When we speak, when speech is freely allowed, as it should be, there is also a responsibility to be aware of the consequences of what we say.  Free speech exists in the context of the ‘I’ and the ‘we’.  No one exists as an island, but we belong together so whatever we say is for a common purpose.  It is communication after all, so there is a message to be heard, even if it is muddled and mixed up – the muddle is part of the message, and speaker and hearer need to realize that they share this connection in the exchange.  When the ‘I’ tries to exist and express in a vacuum, things become distorted and disconnected.  That disconnect leads to tension and conflict, which has at its root a lack of humility and grace to be shaped as disciples of a higher purpose.  At least Eli recognized this.  This was colourfully expressed by PopeFrancis this week when he said that if you say a curse word against his mother you can expect a punch.  There are consequences, there will be a reaction, our free speech is in a context and it should be used for a purpose that is wholesome and uplifting, not destructive, though of course challenge is acceptable, is to be expected, just as Samuel challenged Eli.

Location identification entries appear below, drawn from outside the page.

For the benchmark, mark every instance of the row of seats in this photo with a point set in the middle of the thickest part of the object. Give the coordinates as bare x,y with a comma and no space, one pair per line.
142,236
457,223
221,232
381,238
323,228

This is taken on by St Paul in the Epistle reading (1Corinthians 6:13-20), where he reminds us that what we do is for a moral purpose.  Again the passage begins just before where we began to read.  All things may be lawful but not all things are beneficial.  Our bodies are to glorify God; the freedom that we have is for the purposes of God.  There are consequences and therefore there are boundaries because we want what we do to be blessing, to be wholesome and to build us as children of God.

The Gospel reading gave us the call of Jesus’ followers (John1:35-42).  Andrew finds his brother Simon Peter and tells him about Jesus.  That call comes to all of us to follow Jesus.  All of us are ‘N’, named after the Nazarene and therefore all of us have to ask what following him means. For the Gospel writer it means finding others and encouraging them to follow too.

So this past week has asked us who we are, who you are.  The question was posed by crowds identifying with those who were murdered and affirming the importance of free speech.  Freedom is set in a context, not a vacuum, and that context is our common humanity, derived from God.  We are persons in community, as God is three persons, Father, Son and Holy Spirit.  Our primary allegiance is to Jesus the Nazarene and the call to follow him.  ‘Je suis Jesu’; ‘We are N’.  That is the source of our unity for this week of prayer.  After all it comes from his prayer on the night before he died that we would all be one as he and the Father are one.